Tuesday, May 29

a memorial weekend i wouldn't mind forgetting

so why am i typing it if i want to forget about it?
don't know.

friday- luke had half day- yippie- aren't you glad that your tax dollars go to paying my husband to work half day and get payed for a whole one? i am. so it didn't start off bad, we hung at the pool where velzy had to adjust to the pool after a long winter of no swimming, but after 15 minutes she was back in the splash of things. i, however, forgot that things will not be just like last year, since we got a little one who wants to be held and fed constantly, so i ended up sitting in the shade, holding and nursing ivy while getting bit by bugs. selfishly, i don't know if i am that excited for the pool any more if that is how i am going to have to spend our time there. for the rest of the afternoon ivy was really cranky, and again, selfishly, i just wanted to be baby free for more than 5 min at a time.

sat- first, my body decided that it is not done recovering from labor- might have to do with the little run i went on friday afternoon- but that sucks! i really want to start working out again, but my apparently my body isn't into it, and it's making me a little crazy. also, i woke up feeling achie and had a fever but didn't think much of it. we went to a baptism for the daughter of the somewhat inactive lady i visit teach which was really awkward, i think she didn't want us there. then we come home and find out that lukes mom is in the hospital (she is going to be mad that i wrote that so that, and since things are going to be alright, that is all i will write about it). later, luke takes velzy to the pool so that i can stay home with a very cranky, very needy baby and feed her almost every hour. then luke and velz come home and she takes a nap. when she woke up she was boiling- 103.8 temp. oh joy! so i put her in a cold bath, but she doesn't want to be there so i jump in and sit in a cold bath with her while she eats popsicles and sips cold water. for the next 2 days she ran a fever, don't exactly know why but she probably was a little dehydrated and got too much sun playing outside all day, or maybe it was the nasty kiddie pool water she drank? while dealing with poor velzy, ivy cries, and did i mention that she did not take more than a 5 min nap all day? and to top it off, my aches are from mastitis- rad. so i am hurtin' too. finally, velzy goes to sleep, after a blessing from luke and we can relax a bit. ivy continues to eat eat eat, and then around 9 pm barfs more than i have ever seen a baby barf- sweet. but she does go to sleep after that for a whopping 5 hours! the longest she has ever gone without eating.

sunday- i wake up still achie, fall asleep saying my prayers on my bed and am awakened by my drool running down my arm ( i hope at this point you guys are laughing, because at this point it was all i could do). velzy woke up with a temp still, so she dined on popsicles most of the day while luckily, ivy made up for some lost sleep. in the afternoon there was an hour or two when luke was at church and i was feeling like crap, ivy was eating and velzy was crying hanging on the side of me when i wondered what i had gotten myself into. when luke, a.k.a. super dad, got home he took velzy for a walk and to the park while a got a nap, and woke up feeling a bit better. we ate, went to bed early, and hoped for a better tomorrow.
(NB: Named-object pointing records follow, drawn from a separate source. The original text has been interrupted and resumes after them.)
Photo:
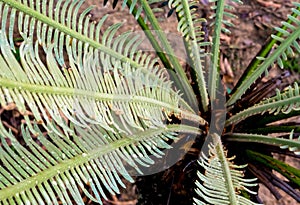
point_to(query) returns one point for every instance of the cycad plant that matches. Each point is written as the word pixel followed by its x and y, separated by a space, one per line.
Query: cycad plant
pixel 95 108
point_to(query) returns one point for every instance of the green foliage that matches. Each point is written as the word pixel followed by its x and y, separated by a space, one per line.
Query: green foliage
pixel 95 107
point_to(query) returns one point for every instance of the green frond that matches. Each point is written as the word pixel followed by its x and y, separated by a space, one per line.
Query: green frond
pixel 226 14
pixel 287 44
pixel 190 26
pixel 290 172
pixel 220 20
pixel 97 87
pixel 86 94
pixel 292 144
pixel 222 180
pixel 72 33
pixel 283 102
pixel 58 168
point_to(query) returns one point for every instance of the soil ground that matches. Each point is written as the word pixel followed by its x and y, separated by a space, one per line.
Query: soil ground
pixel 255 22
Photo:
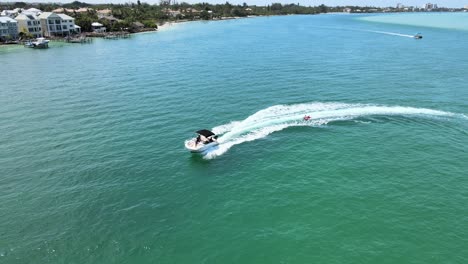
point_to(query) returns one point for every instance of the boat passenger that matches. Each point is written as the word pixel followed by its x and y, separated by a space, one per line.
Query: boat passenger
pixel 197 140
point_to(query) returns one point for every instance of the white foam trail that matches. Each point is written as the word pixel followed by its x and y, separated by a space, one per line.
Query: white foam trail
pixel 392 33
pixel 279 117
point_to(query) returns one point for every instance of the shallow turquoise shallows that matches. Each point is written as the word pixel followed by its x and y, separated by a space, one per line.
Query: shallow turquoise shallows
pixel 94 170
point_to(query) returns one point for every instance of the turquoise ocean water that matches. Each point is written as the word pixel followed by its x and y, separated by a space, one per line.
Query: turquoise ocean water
pixel 94 169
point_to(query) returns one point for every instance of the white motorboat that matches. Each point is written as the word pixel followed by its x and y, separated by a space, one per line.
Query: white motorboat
pixel 40 43
pixel 204 141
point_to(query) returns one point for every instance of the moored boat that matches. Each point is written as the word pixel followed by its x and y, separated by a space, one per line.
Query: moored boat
pixel 40 43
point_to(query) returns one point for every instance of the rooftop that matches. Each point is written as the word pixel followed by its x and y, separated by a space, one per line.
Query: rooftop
pixel 7 20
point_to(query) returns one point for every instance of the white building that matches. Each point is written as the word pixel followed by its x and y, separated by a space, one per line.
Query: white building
pixel 428 6
pixel 29 23
pixel 32 11
pixel 57 24
pixel 8 28
pixel 98 27
pixel 11 13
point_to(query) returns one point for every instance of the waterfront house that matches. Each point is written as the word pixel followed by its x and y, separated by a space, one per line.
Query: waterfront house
pixel 104 12
pixel 98 27
pixel 8 28
pixel 33 11
pixel 137 26
pixel 29 23
pixel 110 18
pixel 62 10
pixel 57 24
pixel 11 13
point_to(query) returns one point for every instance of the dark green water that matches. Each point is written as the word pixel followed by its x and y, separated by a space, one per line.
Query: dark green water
pixel 94 169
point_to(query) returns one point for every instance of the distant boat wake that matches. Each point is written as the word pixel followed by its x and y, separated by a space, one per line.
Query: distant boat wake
pixel 279 117
pixel 371 31
pixel 392 34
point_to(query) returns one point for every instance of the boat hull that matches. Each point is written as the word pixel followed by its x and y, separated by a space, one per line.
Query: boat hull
pixel 200 147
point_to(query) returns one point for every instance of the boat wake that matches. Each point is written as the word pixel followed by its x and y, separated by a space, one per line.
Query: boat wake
pixel 392 34
pixel 279 117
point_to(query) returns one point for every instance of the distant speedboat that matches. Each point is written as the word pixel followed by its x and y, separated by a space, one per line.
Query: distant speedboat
pixel 40 43
pixel 205 140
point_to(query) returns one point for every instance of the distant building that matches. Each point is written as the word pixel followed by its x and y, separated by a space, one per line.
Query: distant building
pixel 98 27
pixel 8 28
pixel 11 13
pixel 105 12
pixel 62 10
pixel 428 6
pixel 29 23
pixel 33 11
pixel 57 24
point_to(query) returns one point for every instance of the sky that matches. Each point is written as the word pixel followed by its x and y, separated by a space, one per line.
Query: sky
pixel 378 3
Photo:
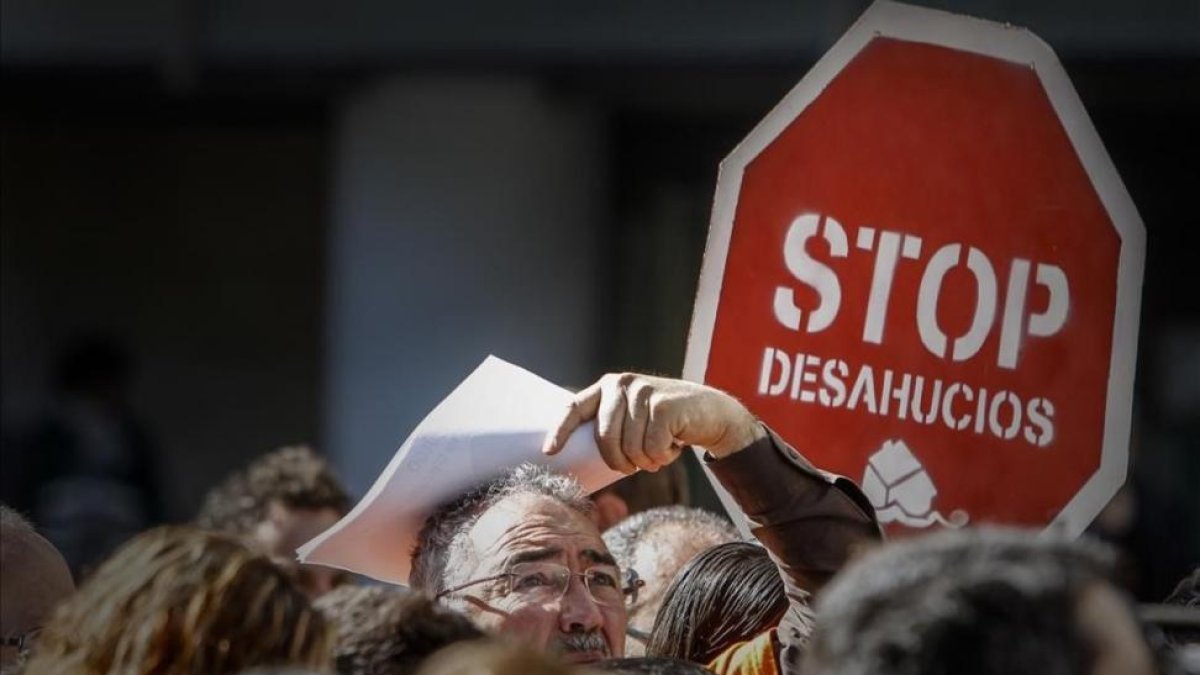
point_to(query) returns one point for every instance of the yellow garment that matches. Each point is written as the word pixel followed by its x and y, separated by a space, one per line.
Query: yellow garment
pixel 751 657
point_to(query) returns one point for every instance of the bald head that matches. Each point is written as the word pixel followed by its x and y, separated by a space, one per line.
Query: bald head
pixel 35 579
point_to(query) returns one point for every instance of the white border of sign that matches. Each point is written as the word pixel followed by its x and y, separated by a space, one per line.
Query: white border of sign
pixel 918 24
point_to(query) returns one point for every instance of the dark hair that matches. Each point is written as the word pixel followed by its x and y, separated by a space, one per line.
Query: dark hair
pixel 623 538
pixel 649 489
pixel 444 529
pixel 651 665
pixel 988 601
pixel 724 596
pixel 293 476
pixel 383 631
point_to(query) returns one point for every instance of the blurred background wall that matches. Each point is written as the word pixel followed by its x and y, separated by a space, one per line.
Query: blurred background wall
pixel 306 221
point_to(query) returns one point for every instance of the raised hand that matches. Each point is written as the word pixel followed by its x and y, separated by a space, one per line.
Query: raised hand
pixel 645 422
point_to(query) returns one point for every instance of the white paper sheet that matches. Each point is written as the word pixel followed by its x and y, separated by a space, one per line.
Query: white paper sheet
pixel 495 419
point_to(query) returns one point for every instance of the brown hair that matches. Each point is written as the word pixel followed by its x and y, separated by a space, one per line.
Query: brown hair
pixel 294 476
pixel 384 631
pixel 178 599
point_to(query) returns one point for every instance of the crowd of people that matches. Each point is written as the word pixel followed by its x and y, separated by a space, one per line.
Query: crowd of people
pixel 527 573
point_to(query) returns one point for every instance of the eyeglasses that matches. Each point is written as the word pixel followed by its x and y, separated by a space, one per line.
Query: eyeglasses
pixel 547 581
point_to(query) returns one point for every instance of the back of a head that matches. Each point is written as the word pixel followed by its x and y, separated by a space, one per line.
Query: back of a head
pixel 35 578
pixel 658 543
pixel 443 532
pixel 724 596
pixel 384 631
pixel 666 523
pixel 293 476
pixel 987 601
pixel 493 657
pixel 177 599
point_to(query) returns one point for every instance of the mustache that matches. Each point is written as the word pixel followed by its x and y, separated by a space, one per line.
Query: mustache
pixel 583 643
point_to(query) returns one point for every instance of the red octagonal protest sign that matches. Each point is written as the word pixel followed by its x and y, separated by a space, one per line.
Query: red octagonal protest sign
pixel 924 272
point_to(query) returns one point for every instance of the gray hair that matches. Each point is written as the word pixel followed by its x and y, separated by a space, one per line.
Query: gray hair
pixel 444 532
pixel 623 538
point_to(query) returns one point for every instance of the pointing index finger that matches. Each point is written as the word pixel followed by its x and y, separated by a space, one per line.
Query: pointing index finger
pixel 582 408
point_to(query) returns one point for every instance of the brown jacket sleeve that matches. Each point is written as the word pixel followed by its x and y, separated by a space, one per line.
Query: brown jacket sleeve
pixel 809 520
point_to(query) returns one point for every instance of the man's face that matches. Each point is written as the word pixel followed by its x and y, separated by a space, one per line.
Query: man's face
pixel 523 529
pixel 287 529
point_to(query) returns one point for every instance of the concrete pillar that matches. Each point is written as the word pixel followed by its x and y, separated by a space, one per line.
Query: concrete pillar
pixel 466 220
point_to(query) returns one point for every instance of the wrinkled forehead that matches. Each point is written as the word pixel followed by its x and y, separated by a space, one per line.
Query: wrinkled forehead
pixel 522 523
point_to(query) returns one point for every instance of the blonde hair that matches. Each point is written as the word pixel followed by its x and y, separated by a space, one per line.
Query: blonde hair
pixel 178 599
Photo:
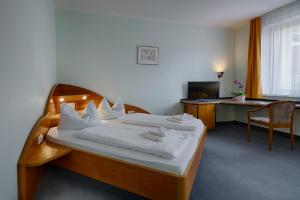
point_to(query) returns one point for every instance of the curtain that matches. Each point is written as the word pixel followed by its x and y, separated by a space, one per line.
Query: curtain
pixel 280 51
pixel 253 83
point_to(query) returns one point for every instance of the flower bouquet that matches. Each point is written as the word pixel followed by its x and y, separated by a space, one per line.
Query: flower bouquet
pixel 239 95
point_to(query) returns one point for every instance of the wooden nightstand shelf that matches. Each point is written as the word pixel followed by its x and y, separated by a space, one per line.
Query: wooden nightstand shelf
pixel 46 152
pixel 31 169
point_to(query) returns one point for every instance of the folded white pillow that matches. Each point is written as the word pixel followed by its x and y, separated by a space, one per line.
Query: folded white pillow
pixel 108 112
pixel 71 120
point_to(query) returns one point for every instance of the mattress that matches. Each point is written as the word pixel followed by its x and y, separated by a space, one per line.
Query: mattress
pixel 175 166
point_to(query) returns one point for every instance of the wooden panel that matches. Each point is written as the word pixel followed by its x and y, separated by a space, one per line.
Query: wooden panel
pixel 186 183
pixel 28 180
pixel 207 113
pixel 46 152
pixel 140 180
pixel 191 109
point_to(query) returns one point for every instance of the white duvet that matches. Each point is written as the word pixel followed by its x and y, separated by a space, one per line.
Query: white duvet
pixel 125 136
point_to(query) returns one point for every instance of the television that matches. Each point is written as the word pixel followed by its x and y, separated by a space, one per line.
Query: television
pixel 203 90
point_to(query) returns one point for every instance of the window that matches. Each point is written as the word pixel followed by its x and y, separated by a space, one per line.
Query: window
pixel 280 52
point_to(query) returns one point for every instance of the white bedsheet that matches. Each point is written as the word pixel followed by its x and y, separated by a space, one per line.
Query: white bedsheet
pixel 176 165
pixel 127 138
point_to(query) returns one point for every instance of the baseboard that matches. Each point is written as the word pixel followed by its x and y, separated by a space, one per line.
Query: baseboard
pixel 234 122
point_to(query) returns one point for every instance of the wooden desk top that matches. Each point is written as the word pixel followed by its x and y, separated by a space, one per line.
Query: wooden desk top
pixel 231 102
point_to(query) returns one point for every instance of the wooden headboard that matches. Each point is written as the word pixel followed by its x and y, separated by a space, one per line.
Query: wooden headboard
pixel 62 93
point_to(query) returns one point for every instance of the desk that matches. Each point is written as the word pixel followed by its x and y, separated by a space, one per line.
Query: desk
pixel 206 110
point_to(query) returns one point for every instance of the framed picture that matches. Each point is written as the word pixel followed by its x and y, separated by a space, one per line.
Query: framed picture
pixel 147 55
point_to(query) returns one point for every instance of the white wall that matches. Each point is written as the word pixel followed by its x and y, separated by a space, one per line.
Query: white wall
pixel 99 52
pixel 27 73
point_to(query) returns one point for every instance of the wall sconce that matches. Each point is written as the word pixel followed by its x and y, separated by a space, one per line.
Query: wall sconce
pixel 220 74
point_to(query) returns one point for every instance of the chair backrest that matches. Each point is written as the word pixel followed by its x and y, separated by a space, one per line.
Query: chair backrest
pixel 282 112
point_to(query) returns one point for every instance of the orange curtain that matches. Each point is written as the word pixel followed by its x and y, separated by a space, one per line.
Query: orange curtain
pixel 253 83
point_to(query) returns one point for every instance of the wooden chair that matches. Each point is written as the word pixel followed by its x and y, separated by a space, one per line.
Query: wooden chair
pixel 281 115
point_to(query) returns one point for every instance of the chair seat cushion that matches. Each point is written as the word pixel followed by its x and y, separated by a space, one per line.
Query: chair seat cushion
pixel 260 119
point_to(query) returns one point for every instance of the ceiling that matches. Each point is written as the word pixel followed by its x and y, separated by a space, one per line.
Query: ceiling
pixel 220 13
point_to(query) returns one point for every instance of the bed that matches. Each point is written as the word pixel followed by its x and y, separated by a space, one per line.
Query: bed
pixel 147 175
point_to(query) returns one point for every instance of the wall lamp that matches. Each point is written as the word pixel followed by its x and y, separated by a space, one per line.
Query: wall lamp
pixel 220 74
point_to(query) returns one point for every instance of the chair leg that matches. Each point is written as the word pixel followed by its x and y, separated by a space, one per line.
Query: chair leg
pixel 248 132
pixel 270 138
pixel 292 137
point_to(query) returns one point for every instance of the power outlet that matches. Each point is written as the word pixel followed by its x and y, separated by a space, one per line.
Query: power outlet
pixel 40 139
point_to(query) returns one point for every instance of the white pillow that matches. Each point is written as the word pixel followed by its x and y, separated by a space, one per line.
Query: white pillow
pixel 71 120
pixel 107 112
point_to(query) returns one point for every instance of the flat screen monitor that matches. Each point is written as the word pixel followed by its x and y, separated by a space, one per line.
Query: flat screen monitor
pixel 203 90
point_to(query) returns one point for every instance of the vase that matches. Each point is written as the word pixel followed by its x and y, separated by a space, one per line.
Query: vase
pixel 240 98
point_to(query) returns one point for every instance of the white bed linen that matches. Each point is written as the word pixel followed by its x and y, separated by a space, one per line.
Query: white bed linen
pixel 176 165
pixel 120 135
monday- the actual memorial day was not bad. other than the fact that ivy woke up with a really swollen eye that turned out to be nothing- thank heavens, we all were feeling better. we took it easy all morning and went to a really fun bbq with a bunch of friends, like you are supposed to on memorial day, and were happy that the weekend was over.

hope everyone had a fun weekend! as for me and my house, we will try to forget it happened.